The presenters emphasized the importance of implementing stringent security measures. Taylor reported an average of one to seven defects per 1,000 lines of code.

“The most important thing to do to improve security is to create a security mindset,” Taylor said.

Dr. J. Todd McDonald, University of South Alabama computer science professor, and professor Dustin Mink, assistant director of the UWF Center for Cybersecurity, each presented at the afternoon session. They provided an overview of key activities and tools for integrating security into software engineering classes.

Mink addressed secure software development and shared his curriculum for a senior-level class. McDonald touched on the challenge of securing coding. He said the problem has existed since the invention of computers.

“We’re never going to fix it completely, but I’d rather fix it drip by drip than a flood,” McDonald said.
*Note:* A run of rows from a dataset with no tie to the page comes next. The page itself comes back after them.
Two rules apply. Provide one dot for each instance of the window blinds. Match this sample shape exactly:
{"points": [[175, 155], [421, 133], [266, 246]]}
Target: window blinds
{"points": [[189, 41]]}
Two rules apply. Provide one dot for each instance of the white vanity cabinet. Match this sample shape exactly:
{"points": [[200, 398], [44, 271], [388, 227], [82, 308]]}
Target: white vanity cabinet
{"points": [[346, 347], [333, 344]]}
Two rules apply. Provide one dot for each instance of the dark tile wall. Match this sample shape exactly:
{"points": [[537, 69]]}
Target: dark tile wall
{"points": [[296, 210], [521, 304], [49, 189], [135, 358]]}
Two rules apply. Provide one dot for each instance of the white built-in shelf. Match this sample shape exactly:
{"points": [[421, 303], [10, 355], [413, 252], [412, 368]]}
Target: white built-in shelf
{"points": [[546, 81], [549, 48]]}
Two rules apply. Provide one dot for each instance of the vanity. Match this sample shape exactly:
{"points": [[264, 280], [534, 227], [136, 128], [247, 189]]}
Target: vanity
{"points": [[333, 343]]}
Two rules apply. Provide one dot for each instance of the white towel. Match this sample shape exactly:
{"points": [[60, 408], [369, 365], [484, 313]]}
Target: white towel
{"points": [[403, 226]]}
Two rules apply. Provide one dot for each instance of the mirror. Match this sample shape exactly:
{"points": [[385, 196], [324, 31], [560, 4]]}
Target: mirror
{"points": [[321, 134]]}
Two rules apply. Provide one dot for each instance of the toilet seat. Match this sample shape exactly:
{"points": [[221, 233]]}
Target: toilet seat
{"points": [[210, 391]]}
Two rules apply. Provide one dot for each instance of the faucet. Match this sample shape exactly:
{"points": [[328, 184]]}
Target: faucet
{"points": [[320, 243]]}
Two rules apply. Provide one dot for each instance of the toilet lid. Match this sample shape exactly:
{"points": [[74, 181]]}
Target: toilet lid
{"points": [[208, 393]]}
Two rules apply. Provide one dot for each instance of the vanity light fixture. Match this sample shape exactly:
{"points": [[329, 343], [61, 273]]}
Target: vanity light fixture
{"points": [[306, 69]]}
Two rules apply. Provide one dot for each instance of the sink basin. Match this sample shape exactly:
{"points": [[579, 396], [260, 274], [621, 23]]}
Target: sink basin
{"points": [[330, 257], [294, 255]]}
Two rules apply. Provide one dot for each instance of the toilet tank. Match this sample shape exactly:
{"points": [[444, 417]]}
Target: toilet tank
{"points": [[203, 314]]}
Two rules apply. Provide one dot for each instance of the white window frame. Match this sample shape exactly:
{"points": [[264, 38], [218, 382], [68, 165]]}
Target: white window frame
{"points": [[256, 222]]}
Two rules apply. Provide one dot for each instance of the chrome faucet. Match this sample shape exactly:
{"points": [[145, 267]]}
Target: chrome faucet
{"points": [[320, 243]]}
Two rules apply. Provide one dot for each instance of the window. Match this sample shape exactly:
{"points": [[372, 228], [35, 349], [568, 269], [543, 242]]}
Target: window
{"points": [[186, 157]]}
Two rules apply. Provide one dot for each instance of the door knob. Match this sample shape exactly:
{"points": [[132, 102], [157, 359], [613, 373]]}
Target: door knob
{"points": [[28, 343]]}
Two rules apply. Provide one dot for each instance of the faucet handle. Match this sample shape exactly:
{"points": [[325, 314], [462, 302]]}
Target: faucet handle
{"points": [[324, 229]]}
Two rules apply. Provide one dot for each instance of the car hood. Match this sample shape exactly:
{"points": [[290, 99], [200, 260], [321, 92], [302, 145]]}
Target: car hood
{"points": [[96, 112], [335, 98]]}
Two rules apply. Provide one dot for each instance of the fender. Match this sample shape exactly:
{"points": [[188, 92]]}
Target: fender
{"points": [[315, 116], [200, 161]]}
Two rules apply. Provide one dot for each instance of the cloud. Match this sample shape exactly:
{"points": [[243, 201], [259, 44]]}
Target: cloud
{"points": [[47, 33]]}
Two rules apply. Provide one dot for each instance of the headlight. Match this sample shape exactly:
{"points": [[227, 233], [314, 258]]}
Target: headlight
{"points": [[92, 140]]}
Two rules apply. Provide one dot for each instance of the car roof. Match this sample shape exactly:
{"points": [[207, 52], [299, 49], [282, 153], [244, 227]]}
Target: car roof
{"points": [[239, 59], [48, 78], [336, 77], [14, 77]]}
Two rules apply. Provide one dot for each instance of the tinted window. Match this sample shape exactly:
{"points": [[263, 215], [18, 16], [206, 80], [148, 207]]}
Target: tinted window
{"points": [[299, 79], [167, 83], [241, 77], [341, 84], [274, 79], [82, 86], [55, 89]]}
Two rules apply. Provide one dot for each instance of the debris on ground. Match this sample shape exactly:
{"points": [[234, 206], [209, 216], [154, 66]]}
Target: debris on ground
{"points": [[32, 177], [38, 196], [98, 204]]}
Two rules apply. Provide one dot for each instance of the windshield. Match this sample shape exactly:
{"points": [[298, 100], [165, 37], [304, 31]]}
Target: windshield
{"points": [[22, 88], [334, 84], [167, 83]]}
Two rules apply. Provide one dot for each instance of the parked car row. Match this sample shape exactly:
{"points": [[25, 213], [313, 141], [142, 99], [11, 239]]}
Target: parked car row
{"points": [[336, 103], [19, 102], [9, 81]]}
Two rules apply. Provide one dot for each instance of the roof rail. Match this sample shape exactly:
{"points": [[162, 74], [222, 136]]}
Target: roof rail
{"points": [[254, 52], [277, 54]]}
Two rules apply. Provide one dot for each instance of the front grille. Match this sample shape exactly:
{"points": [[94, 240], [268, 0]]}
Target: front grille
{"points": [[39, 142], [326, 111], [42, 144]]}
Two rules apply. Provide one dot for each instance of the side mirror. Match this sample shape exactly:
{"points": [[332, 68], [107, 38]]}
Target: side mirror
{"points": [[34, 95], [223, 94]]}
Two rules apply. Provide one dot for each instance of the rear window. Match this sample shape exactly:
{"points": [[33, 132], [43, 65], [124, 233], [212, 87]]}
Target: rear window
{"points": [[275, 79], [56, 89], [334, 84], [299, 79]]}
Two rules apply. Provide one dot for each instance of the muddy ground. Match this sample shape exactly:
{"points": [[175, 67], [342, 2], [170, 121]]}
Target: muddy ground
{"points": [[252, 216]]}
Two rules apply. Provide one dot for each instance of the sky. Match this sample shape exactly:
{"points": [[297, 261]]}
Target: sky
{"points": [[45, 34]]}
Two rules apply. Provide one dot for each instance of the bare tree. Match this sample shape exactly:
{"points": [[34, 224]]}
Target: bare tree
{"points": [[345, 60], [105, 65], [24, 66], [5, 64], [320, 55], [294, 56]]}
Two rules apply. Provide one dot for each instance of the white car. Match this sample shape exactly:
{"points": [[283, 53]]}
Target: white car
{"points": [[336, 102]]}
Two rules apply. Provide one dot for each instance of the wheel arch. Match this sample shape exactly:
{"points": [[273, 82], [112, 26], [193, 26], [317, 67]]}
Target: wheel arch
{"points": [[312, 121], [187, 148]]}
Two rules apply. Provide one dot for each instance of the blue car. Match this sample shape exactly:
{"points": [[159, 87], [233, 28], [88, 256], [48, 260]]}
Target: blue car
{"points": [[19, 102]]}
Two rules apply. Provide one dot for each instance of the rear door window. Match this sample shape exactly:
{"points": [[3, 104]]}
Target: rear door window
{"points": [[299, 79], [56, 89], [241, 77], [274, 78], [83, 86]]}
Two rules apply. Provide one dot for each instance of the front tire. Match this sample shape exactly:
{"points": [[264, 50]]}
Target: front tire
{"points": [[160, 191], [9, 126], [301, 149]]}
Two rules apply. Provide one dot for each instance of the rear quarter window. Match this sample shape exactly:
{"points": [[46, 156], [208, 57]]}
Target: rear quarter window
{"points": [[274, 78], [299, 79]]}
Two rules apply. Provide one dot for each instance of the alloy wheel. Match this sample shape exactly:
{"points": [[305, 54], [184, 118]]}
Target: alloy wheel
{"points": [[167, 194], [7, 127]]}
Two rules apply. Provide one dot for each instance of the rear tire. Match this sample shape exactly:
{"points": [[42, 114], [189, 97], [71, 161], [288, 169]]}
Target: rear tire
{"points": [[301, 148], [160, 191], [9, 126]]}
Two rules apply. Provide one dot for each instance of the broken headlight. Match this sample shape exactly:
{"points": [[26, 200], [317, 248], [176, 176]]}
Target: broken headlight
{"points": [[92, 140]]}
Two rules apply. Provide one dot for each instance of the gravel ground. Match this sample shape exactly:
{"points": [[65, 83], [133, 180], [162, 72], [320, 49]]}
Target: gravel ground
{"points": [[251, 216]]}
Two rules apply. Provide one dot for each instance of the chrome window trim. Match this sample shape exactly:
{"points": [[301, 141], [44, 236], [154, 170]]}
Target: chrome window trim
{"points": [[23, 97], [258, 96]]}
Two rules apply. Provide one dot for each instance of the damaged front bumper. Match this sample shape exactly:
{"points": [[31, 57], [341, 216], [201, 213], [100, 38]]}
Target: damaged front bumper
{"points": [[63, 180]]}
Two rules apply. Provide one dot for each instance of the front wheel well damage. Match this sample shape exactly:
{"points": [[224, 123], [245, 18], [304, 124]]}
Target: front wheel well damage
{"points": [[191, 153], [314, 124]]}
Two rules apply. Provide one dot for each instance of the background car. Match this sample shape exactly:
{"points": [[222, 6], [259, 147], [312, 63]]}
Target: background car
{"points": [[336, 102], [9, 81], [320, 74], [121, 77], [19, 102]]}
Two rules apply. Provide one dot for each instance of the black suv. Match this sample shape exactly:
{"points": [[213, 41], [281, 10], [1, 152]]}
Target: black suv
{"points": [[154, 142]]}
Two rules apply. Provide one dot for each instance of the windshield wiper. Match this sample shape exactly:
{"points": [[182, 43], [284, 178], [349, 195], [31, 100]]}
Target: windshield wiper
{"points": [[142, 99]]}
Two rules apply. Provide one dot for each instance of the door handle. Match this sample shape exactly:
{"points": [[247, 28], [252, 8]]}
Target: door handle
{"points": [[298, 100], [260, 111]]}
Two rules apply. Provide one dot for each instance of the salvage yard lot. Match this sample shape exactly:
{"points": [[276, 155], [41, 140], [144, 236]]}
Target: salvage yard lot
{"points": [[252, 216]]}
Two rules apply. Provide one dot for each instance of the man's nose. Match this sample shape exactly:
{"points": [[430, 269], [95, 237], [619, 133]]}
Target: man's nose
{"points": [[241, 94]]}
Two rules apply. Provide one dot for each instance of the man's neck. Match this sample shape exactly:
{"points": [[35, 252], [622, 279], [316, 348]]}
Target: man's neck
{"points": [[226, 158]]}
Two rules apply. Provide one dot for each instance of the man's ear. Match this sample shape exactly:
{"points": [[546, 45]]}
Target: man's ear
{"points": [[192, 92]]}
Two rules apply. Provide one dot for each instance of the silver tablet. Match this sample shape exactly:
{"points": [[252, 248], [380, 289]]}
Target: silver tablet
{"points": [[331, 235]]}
Dr. Maurice Dawson, assistant professor in the Information Science Department at the University of Missouri-St. Louis, traveled from the Midwest for the workshop.

“I felt it was important to see not only what other schools were doing, but to network and see what this region is doing,” said Dawson, who teaches secure programming. “It was interesting to see that a number of presenters are using similar tools that we’re using. It’s reassuring.”

Dawson complimented the efforts of each of the presenters. Taylor, in particular, caught his attention when she spoke about career opportunities at NSA.

“It was interesting to hear some of her thoughts to go after contracts, build student enrollment at institutions and then that will allow them to have an easier path to federal employment,” Dawson said.